Такого рода разговор происходил между ними чуть не каждый день. Подобные же разговоры происходили у Рут и с матерью, только они были короче. Как-то раз, когда Рут сказала отцу, что если она думает о Томасе и Тимоти, то ей становится грустно, отец признался, что и ему грустно от этих мыслей.
Рут тогда сказала:
— Но маме еще грустнее.
— Да… грустнее, — сказал тогда Тед.
Так Рут и лежала без сна в доме, за стенами которого что-то водилось, что-то большее, чем мышь, и она прислушалась к единственному звуку, которому удавалось успокоить ее, хотя от этого же звука она впадала в меланхолию. Это было еще до того, как она узнала, что такое «меланхолия». Это был звук пишущей машинки — звук историй. Став писателем, Рут так никогда и не перешла на компьютер — она либо писала от руки, либо печатала на машинке, которая производила самый старый звук из всех опробованных ею печатных машинок.

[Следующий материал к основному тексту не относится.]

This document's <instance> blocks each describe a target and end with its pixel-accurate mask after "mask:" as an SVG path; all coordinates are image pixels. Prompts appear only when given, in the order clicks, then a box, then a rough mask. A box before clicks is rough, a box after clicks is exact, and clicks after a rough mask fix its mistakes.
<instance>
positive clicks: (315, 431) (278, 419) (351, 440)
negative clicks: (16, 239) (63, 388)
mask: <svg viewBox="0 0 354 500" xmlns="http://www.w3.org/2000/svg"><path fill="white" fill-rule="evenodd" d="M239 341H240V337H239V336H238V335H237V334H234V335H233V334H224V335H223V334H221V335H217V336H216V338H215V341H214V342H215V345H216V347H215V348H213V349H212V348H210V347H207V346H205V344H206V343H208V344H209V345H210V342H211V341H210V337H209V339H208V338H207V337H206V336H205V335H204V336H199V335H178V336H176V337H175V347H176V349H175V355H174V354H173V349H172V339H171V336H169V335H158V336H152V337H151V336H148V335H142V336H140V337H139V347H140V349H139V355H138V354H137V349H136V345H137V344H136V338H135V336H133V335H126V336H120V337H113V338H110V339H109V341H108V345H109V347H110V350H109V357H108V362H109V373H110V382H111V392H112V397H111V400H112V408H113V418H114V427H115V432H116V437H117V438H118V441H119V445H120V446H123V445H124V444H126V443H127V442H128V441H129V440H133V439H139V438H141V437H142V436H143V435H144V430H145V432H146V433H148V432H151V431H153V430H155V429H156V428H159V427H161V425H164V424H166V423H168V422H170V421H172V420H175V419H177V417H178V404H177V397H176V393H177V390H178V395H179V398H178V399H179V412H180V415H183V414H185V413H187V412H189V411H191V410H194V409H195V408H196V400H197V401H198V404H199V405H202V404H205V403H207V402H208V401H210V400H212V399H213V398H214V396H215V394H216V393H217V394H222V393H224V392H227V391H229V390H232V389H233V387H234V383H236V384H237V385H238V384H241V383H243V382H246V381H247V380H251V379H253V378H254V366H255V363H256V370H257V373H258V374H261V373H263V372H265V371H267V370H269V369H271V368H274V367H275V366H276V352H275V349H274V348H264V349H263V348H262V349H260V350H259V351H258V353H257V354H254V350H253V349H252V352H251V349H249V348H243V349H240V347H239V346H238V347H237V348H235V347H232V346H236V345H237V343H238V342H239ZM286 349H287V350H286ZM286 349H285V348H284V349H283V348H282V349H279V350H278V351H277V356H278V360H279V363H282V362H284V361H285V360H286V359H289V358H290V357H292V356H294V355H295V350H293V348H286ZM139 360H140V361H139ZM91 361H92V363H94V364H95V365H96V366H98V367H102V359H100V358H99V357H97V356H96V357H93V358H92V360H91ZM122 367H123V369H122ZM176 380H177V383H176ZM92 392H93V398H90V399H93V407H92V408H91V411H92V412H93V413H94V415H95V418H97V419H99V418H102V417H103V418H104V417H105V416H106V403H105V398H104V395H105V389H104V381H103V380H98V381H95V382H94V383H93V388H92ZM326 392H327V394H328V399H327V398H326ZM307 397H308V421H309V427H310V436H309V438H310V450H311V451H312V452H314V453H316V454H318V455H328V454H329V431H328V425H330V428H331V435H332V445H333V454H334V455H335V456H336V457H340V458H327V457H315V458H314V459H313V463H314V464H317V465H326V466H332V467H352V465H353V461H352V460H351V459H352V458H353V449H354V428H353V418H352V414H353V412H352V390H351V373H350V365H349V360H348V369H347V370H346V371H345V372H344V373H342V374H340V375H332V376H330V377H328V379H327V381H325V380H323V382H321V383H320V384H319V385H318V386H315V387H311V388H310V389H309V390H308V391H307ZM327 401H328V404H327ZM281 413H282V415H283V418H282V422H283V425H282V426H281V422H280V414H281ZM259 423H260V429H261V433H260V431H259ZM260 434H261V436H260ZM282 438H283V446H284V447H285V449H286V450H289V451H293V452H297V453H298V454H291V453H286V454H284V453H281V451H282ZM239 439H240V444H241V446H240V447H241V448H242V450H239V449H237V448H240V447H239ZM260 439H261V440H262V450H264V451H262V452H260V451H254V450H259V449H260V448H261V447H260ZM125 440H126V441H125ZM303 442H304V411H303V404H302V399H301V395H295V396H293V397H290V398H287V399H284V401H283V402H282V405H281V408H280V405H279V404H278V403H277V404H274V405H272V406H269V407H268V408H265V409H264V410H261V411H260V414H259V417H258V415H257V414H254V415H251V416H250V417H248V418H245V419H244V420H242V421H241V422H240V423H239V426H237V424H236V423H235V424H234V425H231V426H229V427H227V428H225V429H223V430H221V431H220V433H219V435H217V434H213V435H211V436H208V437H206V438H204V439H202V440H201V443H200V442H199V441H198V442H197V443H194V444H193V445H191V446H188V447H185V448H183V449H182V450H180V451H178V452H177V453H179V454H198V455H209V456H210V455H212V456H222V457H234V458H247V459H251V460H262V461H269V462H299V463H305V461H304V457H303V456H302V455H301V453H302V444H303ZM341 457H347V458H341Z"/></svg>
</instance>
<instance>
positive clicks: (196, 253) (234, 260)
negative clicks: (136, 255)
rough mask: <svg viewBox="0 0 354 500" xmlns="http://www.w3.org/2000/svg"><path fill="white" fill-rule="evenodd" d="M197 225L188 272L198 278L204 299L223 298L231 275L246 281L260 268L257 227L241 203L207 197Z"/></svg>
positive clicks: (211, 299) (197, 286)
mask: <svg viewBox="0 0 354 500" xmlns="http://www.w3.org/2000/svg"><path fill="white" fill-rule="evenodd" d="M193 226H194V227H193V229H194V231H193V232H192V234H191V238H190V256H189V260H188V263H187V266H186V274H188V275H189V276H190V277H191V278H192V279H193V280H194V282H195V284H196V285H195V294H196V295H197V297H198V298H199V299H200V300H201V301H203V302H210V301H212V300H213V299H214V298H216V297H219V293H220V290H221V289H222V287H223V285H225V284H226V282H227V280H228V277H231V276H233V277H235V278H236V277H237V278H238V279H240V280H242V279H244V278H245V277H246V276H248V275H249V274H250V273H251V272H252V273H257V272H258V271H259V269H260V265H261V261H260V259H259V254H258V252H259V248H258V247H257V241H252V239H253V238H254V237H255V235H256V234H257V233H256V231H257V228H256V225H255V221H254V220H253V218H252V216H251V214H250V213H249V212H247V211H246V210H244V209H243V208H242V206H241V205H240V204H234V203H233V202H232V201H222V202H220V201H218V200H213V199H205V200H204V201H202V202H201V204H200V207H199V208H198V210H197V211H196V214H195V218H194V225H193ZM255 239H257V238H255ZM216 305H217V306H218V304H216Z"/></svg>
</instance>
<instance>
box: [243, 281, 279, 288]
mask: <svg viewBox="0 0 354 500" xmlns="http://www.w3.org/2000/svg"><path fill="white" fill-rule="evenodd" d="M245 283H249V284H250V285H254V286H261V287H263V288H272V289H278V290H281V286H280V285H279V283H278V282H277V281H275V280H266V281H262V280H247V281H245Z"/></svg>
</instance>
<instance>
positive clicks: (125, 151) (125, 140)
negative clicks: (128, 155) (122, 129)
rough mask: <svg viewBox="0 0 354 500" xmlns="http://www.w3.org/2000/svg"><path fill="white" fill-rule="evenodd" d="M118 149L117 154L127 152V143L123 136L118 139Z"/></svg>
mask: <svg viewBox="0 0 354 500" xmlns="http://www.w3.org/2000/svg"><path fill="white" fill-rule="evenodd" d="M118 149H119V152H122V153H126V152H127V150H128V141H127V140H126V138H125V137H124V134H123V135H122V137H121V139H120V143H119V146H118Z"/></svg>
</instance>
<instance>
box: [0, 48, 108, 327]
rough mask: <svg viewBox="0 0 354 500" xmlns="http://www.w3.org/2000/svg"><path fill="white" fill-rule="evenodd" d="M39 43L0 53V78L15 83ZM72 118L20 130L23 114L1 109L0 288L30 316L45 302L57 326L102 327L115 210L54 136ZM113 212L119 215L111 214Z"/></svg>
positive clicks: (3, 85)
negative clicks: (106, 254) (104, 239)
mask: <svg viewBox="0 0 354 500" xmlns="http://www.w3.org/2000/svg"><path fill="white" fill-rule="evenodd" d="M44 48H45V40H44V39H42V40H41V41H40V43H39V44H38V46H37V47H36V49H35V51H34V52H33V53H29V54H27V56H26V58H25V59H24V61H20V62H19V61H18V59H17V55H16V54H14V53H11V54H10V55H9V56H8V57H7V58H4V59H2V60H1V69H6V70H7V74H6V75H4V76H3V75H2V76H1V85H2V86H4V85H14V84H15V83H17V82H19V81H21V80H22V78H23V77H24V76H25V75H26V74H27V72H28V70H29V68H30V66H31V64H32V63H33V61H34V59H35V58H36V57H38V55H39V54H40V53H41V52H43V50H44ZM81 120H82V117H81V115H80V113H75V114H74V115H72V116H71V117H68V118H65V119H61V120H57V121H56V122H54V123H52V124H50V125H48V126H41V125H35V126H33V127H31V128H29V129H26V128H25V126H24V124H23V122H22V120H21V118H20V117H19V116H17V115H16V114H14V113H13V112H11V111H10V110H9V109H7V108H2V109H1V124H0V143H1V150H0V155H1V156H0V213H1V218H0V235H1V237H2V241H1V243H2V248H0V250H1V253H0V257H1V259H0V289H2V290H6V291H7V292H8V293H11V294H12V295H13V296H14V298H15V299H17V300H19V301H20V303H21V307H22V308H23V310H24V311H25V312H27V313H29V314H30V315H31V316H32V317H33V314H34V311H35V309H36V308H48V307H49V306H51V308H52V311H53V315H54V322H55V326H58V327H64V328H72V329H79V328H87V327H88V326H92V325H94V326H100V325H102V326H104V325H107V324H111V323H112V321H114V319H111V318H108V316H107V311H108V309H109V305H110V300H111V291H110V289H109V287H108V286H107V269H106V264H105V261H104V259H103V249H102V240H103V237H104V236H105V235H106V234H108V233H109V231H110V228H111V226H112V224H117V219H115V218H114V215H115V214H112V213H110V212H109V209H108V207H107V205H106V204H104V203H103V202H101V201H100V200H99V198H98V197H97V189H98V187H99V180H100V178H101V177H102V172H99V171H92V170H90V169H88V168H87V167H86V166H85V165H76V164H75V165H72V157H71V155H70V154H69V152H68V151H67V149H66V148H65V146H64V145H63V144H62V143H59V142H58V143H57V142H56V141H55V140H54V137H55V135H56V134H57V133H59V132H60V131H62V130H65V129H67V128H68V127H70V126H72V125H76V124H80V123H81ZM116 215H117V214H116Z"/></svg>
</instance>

Тогда (в то лето 1958 года) она не знала, что ее отец начинает писать историю, которая станет ее любимой. Он работал над ней все лето, и она стала единственным литературным произведением, созданию которого «способствовал» будущий секретарь Теда — Эдди О'Хара. И хотя ни одна из детских книг Теда Коула не знала такого коммерческого успеха и международной славы, как «Мышь за стеной», книга, начатая Тедом той ночью, стала самой любимой для Рут. Называлась она, конечно, «Шум — словно кто-то старается не шуметь», и для Рут она всегда была особенной, потому что именно Рут вдохновила отца на ее создание.
Несчастные матери
Детские книги Теда Коула невозможно было классифицировать по возрастным категориям. «Мышь за стеной» рекламировалась как книга для чтения детям в возрасте от четырех до шести лет; книга эта имела успех на рынке, как и следующие книги Теда. Но, скажем, двенадцатилетние часто заново перечитывали Теда Коула. Эти более умудренные читатели нередко писали автору письма, в которых говорилось, что они раньше считали его детским писателем, но потом обнаружили в его книгах глубинные смыслы. Эти письма, демонстрировавшие разную степень владения или невладения пером и грамотностью, служили обоями в мастерской Теда.
Он сам называл это «мастерской», и позднее Рут спрашивала себя, уж не выражало ли это мнение ее отца о себе с большей резкостью, чем это казалось тогда ей, ребенку. Эта комната никогда не называлась «студией», потому что ее отец давно уже перестал считать свои книги произведениями искусства; в то же время «мастерская» — это звучало более претенциозно, чем «кабинет»: этим словом Тед тоже никогда не пользовался, потому что считал свою работу творческой. Он обижался, слыша распространенное мнение, что его книги — всего лишь бизнес. Позднее Рут поняла, что отец более ценил себя как рисовальщика, чем как писателя, хотя никто не мог бы сказать, что успех или слава «Мыши за стеной» и других детских книг Коула определялись иллюстрациями.